Steven Krause links to the video for Neil Young's song "Let's Impeach the President" and touts the clip's smart deconstruction of the cable news genre. Certainly the video also relies on culture jamming--a la Andy Warhol and Adbusters Magazine--the co-opting of icons from mass media to create an ironic piece of subversive art (spray-painting the words "eating meat" on a stop sign).

The other night I saw the faux documentary "Death of a President," in some ways a similar artistic artifact. Director Gabriel Range pieces together a "documentary" that looks at the 2007 assassination of George W. Bush. The audacious concept of the film overshadows the aesthetics, the affect, and the pathos, and the interesting-but-flat film chugs along on its one note. Still, the second and final act follows the investigation and that act's plot presents some surprises that I didn't see coming. Like Young's video, DoaP mashes up fiction and non-fiction, jamming icons. We see the real Bush delivering a real speech in Chicago. We see the real "President" Cheney (shudder) giving a real the eulogy--actually a clip of Ronald Reagan's funeral, according to all the reviews I've seen.

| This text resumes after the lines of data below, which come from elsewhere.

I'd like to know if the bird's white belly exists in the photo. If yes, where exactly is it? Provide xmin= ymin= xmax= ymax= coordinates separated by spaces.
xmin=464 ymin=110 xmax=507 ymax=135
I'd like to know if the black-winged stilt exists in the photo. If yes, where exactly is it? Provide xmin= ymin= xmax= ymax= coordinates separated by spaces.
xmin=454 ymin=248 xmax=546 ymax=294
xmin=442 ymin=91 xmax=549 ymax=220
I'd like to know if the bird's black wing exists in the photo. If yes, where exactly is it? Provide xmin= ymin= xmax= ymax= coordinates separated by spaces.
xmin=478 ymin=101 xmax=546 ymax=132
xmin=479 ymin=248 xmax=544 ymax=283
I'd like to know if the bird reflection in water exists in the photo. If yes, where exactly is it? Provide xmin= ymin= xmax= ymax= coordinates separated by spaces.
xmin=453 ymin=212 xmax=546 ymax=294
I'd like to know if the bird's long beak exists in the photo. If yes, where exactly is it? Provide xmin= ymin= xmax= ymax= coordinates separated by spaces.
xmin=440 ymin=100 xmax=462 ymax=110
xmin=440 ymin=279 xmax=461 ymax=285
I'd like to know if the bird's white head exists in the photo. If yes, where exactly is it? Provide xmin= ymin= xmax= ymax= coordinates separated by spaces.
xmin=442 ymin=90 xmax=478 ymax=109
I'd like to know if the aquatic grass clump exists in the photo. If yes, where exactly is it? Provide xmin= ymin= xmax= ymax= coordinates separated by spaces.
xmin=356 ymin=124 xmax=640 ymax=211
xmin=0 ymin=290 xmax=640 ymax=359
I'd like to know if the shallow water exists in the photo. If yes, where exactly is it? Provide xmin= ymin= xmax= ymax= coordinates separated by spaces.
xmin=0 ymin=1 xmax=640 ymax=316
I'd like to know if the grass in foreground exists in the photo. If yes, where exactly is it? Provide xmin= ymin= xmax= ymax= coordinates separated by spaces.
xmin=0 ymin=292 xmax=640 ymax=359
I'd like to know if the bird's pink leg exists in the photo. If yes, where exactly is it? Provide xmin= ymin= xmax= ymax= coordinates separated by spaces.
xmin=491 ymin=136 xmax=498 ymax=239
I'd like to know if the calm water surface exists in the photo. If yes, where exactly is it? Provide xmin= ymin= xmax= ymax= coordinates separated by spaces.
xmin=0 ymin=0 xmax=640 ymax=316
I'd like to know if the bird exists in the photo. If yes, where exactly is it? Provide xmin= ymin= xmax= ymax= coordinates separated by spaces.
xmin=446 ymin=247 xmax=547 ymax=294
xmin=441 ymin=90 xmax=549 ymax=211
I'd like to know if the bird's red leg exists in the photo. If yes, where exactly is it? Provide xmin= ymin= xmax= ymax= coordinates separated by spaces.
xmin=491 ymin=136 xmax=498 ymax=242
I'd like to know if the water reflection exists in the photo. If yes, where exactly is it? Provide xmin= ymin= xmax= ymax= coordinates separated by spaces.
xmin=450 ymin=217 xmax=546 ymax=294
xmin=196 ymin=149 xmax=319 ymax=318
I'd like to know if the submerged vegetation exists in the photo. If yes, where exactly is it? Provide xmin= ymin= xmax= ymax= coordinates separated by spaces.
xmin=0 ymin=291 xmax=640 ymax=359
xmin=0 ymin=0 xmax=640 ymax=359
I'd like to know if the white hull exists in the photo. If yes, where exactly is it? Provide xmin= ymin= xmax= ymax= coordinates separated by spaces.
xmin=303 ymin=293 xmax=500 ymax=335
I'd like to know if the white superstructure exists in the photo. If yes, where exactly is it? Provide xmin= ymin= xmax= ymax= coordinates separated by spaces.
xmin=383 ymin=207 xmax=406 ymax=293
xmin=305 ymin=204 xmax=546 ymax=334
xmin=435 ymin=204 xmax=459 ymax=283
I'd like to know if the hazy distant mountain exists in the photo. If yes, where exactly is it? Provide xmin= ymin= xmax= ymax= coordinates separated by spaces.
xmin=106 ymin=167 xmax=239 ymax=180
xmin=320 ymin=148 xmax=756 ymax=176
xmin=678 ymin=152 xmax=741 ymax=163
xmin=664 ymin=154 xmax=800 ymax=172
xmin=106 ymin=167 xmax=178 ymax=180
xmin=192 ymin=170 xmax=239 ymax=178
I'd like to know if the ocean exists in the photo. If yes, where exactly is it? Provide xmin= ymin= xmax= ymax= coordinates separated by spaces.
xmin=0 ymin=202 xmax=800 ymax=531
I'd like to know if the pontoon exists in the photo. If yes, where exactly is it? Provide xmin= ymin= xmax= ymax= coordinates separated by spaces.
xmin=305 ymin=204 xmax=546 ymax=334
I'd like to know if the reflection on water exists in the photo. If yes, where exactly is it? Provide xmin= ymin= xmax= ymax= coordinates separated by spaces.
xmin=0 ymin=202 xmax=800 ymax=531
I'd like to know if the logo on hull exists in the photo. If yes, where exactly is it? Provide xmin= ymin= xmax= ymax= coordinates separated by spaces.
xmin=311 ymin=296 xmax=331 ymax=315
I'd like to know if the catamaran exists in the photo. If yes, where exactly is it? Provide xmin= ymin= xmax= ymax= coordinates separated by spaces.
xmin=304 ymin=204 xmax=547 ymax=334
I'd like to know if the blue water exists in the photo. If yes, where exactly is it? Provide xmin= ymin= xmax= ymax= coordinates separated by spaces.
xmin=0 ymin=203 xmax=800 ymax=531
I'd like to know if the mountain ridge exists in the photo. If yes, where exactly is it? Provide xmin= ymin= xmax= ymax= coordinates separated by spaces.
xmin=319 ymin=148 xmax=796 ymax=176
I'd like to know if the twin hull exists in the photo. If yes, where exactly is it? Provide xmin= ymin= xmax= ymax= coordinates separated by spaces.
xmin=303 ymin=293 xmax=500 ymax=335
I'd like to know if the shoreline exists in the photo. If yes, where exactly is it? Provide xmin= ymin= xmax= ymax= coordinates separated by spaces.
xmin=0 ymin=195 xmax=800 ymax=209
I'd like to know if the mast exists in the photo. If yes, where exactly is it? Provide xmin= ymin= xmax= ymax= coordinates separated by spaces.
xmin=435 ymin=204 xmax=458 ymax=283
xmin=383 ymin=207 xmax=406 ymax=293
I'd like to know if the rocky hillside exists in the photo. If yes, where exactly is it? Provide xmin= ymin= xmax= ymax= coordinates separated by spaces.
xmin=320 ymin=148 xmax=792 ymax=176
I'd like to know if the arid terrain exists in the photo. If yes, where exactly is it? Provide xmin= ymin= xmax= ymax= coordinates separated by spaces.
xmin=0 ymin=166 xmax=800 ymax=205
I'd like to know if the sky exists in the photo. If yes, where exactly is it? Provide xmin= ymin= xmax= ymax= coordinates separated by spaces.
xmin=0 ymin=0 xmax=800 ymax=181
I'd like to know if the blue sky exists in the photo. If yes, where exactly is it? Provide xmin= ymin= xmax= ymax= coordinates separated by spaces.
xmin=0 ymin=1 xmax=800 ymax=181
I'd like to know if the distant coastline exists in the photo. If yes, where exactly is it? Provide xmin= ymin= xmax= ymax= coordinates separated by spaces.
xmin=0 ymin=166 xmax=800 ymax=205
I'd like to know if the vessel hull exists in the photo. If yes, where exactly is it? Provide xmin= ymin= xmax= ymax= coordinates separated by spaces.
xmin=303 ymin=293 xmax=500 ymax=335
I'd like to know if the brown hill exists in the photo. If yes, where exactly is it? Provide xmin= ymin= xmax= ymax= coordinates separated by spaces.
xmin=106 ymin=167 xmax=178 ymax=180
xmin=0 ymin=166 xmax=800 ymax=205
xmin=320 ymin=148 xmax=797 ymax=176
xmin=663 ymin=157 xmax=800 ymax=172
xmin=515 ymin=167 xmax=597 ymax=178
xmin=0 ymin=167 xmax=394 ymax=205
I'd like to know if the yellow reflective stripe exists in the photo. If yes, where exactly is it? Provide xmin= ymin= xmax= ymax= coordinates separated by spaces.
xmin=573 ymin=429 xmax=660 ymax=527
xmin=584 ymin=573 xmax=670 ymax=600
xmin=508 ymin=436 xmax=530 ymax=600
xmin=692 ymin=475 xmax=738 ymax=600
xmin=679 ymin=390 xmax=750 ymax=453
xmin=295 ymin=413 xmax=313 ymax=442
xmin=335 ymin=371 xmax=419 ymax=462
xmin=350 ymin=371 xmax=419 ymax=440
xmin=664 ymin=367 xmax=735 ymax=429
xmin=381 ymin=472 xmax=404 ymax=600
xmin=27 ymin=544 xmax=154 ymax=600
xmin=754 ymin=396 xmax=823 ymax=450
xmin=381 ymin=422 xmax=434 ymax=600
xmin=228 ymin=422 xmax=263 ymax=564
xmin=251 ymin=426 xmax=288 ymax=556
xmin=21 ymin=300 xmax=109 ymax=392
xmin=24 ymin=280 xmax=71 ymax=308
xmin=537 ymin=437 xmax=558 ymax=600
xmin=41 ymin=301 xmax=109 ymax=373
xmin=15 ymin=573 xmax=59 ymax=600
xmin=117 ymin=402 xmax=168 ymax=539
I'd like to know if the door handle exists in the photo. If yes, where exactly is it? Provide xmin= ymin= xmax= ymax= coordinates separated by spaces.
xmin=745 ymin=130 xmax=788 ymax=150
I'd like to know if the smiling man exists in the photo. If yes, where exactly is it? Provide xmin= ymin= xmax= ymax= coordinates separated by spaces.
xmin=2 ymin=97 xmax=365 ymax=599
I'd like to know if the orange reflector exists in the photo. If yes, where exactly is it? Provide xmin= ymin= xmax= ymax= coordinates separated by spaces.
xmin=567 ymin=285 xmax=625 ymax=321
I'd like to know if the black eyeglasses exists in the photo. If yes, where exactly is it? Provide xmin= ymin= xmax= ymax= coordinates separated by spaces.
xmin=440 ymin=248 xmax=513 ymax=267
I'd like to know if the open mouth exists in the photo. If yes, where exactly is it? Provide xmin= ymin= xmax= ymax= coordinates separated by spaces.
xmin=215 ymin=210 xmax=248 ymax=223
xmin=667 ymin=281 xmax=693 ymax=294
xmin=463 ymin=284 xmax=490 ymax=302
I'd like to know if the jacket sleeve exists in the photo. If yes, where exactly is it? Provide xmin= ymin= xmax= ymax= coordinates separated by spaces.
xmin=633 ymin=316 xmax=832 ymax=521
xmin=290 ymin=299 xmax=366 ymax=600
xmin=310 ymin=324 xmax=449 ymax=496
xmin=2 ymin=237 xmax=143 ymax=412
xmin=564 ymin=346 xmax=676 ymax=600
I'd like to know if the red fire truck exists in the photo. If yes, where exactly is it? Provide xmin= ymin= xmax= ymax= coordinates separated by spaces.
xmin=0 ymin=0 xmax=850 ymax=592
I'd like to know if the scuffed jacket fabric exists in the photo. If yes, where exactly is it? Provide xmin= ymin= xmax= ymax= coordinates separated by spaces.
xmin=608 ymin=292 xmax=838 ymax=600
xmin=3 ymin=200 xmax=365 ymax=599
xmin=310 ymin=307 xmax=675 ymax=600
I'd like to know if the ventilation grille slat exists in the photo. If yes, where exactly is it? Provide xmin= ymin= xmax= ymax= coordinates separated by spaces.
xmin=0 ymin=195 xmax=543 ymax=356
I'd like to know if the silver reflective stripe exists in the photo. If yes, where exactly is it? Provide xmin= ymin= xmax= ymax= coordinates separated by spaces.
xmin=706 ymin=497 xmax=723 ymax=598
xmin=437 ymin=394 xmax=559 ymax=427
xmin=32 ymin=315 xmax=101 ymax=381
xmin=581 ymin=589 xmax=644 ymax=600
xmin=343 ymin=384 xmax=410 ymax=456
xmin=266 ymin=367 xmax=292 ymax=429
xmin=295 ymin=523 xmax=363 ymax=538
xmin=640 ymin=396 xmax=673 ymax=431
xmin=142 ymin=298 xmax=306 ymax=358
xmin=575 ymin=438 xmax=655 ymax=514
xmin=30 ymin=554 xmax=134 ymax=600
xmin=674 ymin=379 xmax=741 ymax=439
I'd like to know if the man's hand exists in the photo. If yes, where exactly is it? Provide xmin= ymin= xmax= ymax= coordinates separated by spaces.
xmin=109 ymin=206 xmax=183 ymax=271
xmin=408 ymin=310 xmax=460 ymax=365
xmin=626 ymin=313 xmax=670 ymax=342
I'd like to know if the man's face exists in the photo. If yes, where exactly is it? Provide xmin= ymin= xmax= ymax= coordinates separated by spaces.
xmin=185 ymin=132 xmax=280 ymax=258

South Park offers an absurd and low-fi version of this brand of mash-up. So do Robert Smigel's "Saturday TV Funhouse" segments of Saturday Night Live, which use real audio soundbites dubbed over cartoon versions of politicians. Jimmy Kimmel's uproarious "Unnecessary Censorship" clips (Bush is a frequent target of the segments), where Kimmel pixelates celebs and politicians and beeps out their audio, make it seem like the famous are naked in public and/or saying wildly obscene things.

Culture jamming is thriving on the web, on television, in the world of music and film. George W. Bush may go down in history as one of the key figures in the mash-up revolution.